Background: Human induced pluripotent stem cells (iPSCs) are a promising tool to investigate pathogenic mechanisms underlying human genetic conditions, such as congenital anomalies of the kidney and urinary tract (CAKUT). Currently, iPSC-based research in pediatrics is limited by the invasiveness of cell collection.
Methods: Urine cells (UCs) were isolated from pediatric urine specimens, including bag collections, and reprogrammed using episomal vectors into urinary iPSCs (UiPSCs). Following iPSC-quality assessment, human kidney organoids were generated.
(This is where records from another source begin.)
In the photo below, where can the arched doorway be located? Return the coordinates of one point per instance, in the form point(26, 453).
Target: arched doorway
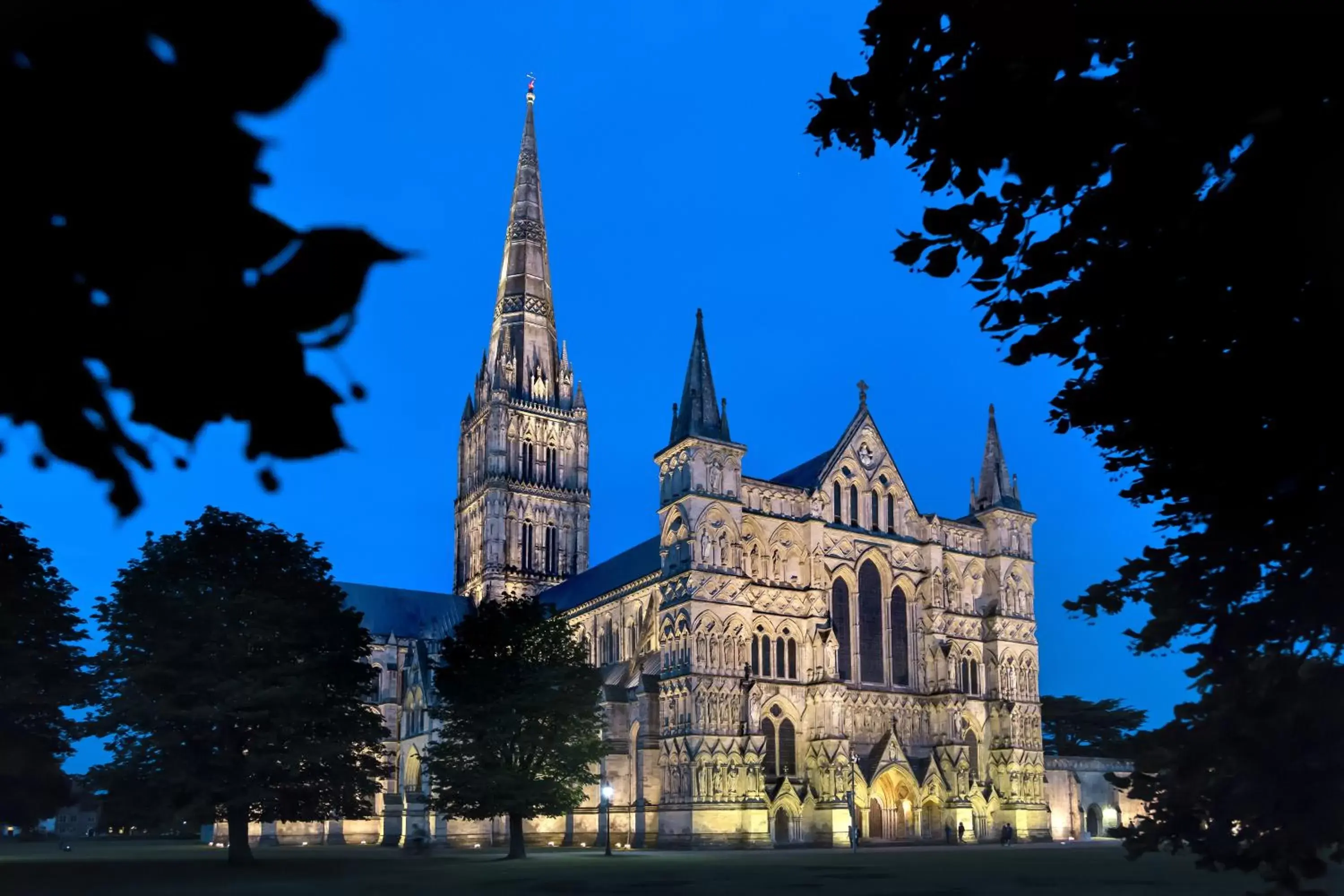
point(892, 805)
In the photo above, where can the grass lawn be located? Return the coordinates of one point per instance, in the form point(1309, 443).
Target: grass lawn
point(154, 870)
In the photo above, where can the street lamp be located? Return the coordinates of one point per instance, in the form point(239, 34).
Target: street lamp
point(608, 792)
point(854, 809)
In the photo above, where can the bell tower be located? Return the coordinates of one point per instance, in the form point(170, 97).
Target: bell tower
point(522, 511)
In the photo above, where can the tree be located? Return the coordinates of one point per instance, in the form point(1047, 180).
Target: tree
point(1152, 201)
point(234, 680)
point(519, 718)
point(135, 258)
point(1074, 727)
point(42, 675)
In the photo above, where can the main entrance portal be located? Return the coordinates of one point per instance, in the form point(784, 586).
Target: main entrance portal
point(890, 806)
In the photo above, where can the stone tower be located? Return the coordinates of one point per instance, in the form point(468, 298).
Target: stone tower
point(522, 511)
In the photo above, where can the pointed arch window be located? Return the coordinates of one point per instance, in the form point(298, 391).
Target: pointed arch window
point(788, 749)
point(529, 548)
point(900, 638)
point(840, 625)
point(769, 759)
point(870, 624)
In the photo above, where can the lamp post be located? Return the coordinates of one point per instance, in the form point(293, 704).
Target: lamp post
point(608, 792)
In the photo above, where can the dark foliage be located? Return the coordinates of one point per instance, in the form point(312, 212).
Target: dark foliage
point(234, 680)
point(521, 718)
point(42, 673)
point(134, 256)
point(1074, 727)
point(1154, 201)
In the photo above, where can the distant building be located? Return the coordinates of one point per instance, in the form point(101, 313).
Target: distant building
point(81, 816)
point(781, 655)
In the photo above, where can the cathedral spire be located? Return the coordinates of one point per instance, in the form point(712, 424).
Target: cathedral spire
point(699, 414)
point(523, 307)
point(996, 487)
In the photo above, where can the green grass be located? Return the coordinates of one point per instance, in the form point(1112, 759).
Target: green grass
point(154, 870)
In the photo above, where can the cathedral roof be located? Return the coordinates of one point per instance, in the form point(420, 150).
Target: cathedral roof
point(406, 613)
point(699, 413)
point(996, 487)
point(806, 474)
point(625, 567)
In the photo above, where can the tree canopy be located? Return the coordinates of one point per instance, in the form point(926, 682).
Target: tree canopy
point(1154, 202)
point(135, 258)
point(1074, 727)
point(42, 673)
point(234, 680)
point(519, 718)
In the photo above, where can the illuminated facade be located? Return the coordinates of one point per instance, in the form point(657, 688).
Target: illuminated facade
point(783, 656)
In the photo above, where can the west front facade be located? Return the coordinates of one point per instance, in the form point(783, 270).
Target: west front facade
point(785, 659)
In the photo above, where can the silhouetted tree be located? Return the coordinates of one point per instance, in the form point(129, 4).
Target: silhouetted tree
point(234, 680)
point(134, 256)
point(42, 673)
point(1074, 727)
point(521, 720)
point(1154, 201)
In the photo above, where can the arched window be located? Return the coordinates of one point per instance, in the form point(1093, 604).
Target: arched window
point(788, 749)
point(900, 640)
point(870, 624)
point(412, 777)
point(840, 624)
point(529, 548)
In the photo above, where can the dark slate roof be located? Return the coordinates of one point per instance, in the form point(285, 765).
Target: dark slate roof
point(406, 613)
point(806, 474)
point(609, 575)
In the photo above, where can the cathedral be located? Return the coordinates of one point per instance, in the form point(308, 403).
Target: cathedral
point(789, 659)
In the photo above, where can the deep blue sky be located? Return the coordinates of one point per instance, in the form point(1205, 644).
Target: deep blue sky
point(676, 175)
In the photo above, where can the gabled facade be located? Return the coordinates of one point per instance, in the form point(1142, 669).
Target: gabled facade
point(785, 642)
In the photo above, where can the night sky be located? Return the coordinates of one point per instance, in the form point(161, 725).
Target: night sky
point(676, 177)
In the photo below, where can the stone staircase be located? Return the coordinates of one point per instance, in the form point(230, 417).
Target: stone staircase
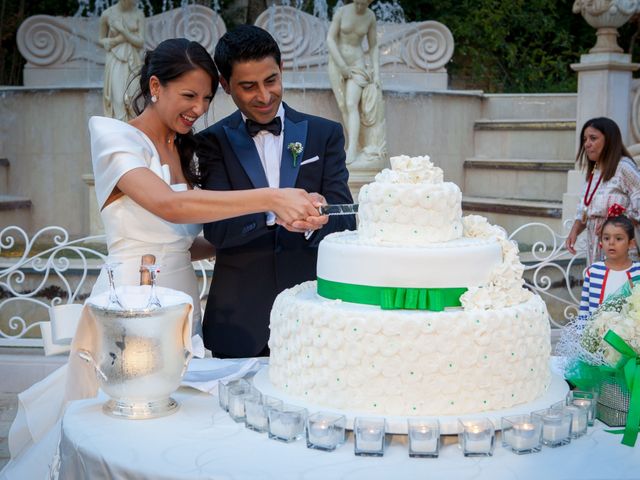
point(523, 147)
point(14, 209)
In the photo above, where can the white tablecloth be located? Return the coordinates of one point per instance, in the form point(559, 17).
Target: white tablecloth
point(200, 441)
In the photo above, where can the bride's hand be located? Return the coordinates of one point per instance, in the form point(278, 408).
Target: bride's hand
point(309, 224)
point(293, 204)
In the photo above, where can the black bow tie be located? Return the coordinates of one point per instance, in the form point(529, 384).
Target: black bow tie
point(274, 126)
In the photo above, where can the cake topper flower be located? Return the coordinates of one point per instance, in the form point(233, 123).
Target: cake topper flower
point(296, 150)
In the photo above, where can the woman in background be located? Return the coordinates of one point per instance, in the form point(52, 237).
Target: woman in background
point(611, 177)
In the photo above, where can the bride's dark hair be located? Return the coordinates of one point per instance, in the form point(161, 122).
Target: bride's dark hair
point(168, 61)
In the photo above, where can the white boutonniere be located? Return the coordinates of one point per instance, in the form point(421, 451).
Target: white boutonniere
point(296, 150)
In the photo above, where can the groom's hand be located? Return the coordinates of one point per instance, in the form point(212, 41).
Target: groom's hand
point(311, 223)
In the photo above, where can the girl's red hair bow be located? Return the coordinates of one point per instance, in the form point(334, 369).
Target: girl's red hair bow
point(615, 210)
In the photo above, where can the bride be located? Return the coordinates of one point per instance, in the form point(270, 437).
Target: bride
point(145, 184)
point(144, 174)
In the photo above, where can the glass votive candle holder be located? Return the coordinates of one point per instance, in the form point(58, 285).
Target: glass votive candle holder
point(256, 410)
point(369, 434)
point(325, 431)
point(286, 423)
point(578, 420)
point(522, 433)
point(556, 426)
point(236, 395)
point(424, 437)
point(584, 399)
point(476, 437)
point(223, 392)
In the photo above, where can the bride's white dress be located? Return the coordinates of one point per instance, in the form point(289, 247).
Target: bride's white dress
point(131, 231)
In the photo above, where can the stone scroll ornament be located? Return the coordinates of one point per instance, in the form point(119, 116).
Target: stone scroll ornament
point(404, 47)
point(62, 51)
point(606, 16)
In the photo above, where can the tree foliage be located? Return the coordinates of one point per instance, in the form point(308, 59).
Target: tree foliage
point(511, 45)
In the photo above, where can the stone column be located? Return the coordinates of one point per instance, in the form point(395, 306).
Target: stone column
point(604, 81)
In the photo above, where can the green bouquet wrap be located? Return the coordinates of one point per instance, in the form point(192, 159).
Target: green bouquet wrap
point(603, 352)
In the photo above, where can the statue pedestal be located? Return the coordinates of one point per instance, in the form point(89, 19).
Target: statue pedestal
point(604, 90)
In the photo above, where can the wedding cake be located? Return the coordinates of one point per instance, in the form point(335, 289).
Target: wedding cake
point(419, 312)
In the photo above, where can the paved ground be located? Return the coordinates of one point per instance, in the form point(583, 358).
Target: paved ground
point(8, 409)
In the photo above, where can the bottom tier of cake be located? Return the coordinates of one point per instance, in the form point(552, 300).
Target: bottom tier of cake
point(406, 362)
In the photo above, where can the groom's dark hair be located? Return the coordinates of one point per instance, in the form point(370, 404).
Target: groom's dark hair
point(242, 44)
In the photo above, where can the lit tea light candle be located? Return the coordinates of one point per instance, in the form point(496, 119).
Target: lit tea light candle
point(320, 433)
point(555, 428)
point(477, 437)
point(423, 439)
point(284, 426)
point(578, 420)
point(524, 436)
point(369, 436)
point(236, 408)
point(370, 439)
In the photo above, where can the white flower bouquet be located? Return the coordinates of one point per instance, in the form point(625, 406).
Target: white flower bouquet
point(603, 353)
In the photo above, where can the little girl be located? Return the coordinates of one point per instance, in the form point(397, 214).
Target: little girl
point(604, 278)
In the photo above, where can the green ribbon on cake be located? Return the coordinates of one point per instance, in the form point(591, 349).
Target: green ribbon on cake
point(392, 298)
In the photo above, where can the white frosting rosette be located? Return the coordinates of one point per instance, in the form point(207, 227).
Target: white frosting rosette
point(415, 170)
point(506, 285)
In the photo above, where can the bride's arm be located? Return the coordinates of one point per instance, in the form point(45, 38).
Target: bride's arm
point(202, 206)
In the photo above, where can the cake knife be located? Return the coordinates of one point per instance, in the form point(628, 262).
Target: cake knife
point(339, 209)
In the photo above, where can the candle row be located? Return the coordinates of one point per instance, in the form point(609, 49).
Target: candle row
point(552, 427)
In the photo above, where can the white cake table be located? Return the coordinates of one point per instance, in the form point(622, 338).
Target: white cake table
point(201, 441)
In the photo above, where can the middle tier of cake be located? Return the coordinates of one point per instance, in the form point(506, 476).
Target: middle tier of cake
point(354, 270)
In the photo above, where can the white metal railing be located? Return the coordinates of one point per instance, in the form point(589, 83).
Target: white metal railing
point(26, 281)
point(62, 273)
point(548, 259)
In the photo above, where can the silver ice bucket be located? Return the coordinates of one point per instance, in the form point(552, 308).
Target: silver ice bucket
point(140, 359)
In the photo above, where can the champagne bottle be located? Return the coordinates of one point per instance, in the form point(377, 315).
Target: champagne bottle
point(145, 274)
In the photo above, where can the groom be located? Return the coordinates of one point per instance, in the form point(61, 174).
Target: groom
point(265, 143)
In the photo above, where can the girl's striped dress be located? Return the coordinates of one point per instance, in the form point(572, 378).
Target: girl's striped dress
point(595, 285)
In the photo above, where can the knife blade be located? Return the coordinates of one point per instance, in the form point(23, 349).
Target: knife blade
point(339, 209)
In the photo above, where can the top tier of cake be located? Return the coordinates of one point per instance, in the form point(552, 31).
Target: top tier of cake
point(410, 204)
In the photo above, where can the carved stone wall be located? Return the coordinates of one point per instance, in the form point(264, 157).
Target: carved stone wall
point(64, 51)
point(413, 56)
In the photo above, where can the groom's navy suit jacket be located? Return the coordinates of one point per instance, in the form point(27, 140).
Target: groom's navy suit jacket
point(255, 263)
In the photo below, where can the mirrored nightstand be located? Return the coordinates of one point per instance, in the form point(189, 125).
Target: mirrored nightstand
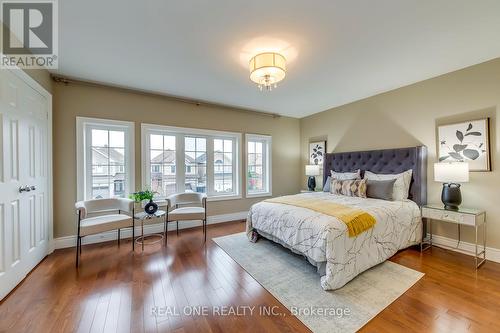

Results: UCs were isolated from 71% (12/17) of single, remnant urine samples obtained in an outpatient setting (patients 1 month-17 years, volumes 10-75 ml). Three independent UCs were reprogrammed to UiPSCs with early episome loss, confirmed pluripotency and normal karyotyping. Subsequently, these UiPSCs were successfully differentiated into kidney organoids, closely resembling organoids generated from control fibroblast-derived iPSCs. Importantly, under research conditions with immediate sample processing, UC isolation was successful 100% for target pediatric CAKUT patients and controls (11/11) after at most two urine collections.
Conclusions: Urine in small volumes or collected in bags is a reliable source for reprogrammable somatic cells that can be utilized to generate kidney organoids. This constitutes an attractive approach for patient-specific iPSC research involving infants and children with wide applicability and a low threshold for participation.